Their charitable arm, Everton In The Community, is widely recognised for its work in some of the most deprived wards in England. It is regularly cited as an example of best practice, not only domestically but internationally.
There is also optimism that the club’s new £800 million stadium on Liverpool’s north docks can help regenerate an area that has suffered decades of neglect.
These initiatives do not erase poverty overnight, but they reflect a willingness to engage rather than mock.
A reminder of what actually matters
One of the most moving moments of the weekend had nothing to do with chanting or rivalry.
Everton’s mascot was an eight-year-old fan named Georgie, invited to the match by Jack Grealish after the club learned of his family’s circumstances. Georgie had recently lost his father and grandmother. His mother Gemma has been diagnosed with stage-four blood cancer.
It was a quiet reminder that behind every statistic and slogan are real people dealing with real pain.
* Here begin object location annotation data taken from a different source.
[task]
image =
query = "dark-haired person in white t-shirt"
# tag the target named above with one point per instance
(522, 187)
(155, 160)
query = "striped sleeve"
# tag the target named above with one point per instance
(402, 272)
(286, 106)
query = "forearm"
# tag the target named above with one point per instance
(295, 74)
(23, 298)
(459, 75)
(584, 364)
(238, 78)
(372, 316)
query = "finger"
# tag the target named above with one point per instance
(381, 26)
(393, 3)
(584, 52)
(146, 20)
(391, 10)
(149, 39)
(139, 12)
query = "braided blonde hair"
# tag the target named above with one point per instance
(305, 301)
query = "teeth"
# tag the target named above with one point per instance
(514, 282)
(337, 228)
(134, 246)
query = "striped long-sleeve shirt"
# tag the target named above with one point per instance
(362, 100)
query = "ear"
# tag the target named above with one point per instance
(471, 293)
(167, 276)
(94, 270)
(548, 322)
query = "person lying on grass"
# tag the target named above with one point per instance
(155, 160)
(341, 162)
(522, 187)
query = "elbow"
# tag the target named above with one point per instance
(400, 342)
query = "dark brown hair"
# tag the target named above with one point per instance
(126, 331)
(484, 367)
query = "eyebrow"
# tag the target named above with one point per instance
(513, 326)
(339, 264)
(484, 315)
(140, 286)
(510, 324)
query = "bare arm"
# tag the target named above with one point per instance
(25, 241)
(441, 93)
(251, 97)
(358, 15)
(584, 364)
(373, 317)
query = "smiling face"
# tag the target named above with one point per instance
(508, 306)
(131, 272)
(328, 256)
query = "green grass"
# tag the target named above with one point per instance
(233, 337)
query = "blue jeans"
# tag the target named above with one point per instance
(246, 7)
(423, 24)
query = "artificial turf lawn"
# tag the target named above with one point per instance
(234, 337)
While some supporters were singing about hunger, others were actively trying to ease it.
Why “Feed the Scousers” belongs in the past
Football thrives on rivalry. It always has and always will. But there is a line between competitive edge and casual cruelty.
Poverty chanting crosses it.
The irony is stark. The fans doing the most to combat food insecurity are often the same ones being targeted by these songs. That contradiction should make the chant indefensible.
Dismissing it as banter no longer holds up. Not when foodbanks are busier than ever. Not when clubs are preparing official responses. Not when solidarity is needed more than sneering.
It is time for “Feed the Scousers” to be put to bed. Not quietly excused. Not reluctantly tolerated. But recognised for what it is and left behind by a game that claims to be for everyone.